A passive alignment method offers an easy solution for fabricating integrated photonic circuits
The rise of computers in past decades was made possible largely thanks to the invention of the integrated circuit, a device that combines all necessary electronic components onto a single chip. In a similar vein, the success of optical computing is largely dependent on the possibility of integrating all essential optical components onto a single chip (photonic circuit). Lim Teck Guan at the A*STAR Institute of Microelectronics and co-workers have now developed an enhanced alignment solution for photonic circuits. Our approach offers a highly accurate, passive optical alignment solution for these devices, says Guan.
The fabrication of photonic circuits is no easy task because there is little room for error.
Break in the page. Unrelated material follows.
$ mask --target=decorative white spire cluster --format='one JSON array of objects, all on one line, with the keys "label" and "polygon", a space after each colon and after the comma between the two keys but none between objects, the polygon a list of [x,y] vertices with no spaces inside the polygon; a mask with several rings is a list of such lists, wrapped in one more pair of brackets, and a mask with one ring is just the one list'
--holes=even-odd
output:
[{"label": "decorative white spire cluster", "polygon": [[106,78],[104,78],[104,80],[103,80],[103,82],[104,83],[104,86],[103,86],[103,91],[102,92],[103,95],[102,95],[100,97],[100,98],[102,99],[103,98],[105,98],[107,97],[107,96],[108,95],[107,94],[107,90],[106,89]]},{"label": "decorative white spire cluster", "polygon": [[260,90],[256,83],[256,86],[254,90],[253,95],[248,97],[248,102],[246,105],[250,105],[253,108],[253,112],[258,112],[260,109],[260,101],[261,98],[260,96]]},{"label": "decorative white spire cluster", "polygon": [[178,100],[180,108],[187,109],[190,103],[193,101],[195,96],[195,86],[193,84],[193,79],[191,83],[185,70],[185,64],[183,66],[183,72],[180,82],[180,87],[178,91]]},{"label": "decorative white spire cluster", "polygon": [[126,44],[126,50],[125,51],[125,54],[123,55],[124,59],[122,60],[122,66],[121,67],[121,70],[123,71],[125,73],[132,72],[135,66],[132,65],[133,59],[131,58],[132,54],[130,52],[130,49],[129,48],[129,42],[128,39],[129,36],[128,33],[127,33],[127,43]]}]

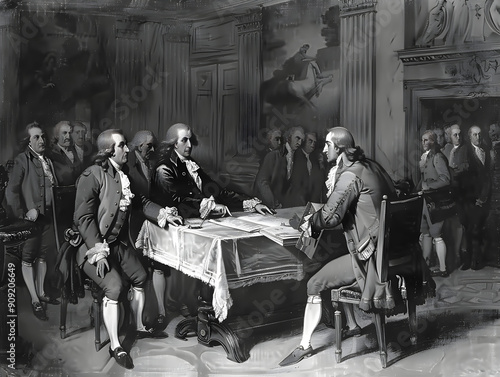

In order to get the best performance from these devices operating at the visible or near-infrared spectrum, various elements must be aligned with utmost precision, typically within an error of around one micrometer. Even with the slightest misalignment, a microlens, for example, might not be able to focus light into a photodetector.
The researchers came up with an alignment method that is remarkably straightforward and easy to implement. It is based on a circular through-hole with two diameters (see image). The design of the larger hole is not critical and it can either partially or entirely accomodate the spherical lens, depending on the application requirement. A second hole in the chip is smaller than the sphere diameter so that if the lens is pressed against the opening the sphere will automatically be aligned in its center. In this way, light from underneath the chip is guided through the lens and the second hole, and on to a photodetector that is placed directly above.
This guided assembly scheme makes it easy to fabricate more complex photonic circuits, once the spherical lenses are integrated with the layer containing the through-holes. Electronic circuits of virtually any complexity can be placed on the chip with high accuracy, so that they align perfectly with the optical beam shone through the lens. The measured efficiencies of the light coupling between the different components on the chip are promising and demonstrate light propagation with few losses.
In the current assembly, a laser is placed on a chip and through a combination of mirrors and microsphere lenses, the light is guided across the chip to a photodetector. However, the researchers have already set their sights on the advantages of further integration. In future, we might come up with more complex circuits, suggests Guan. These devices could lead to applications including high-speed, high-bandwidth integrated photonic circuits, particularly if we can integrate conventional silicon electronics with photonic functionality.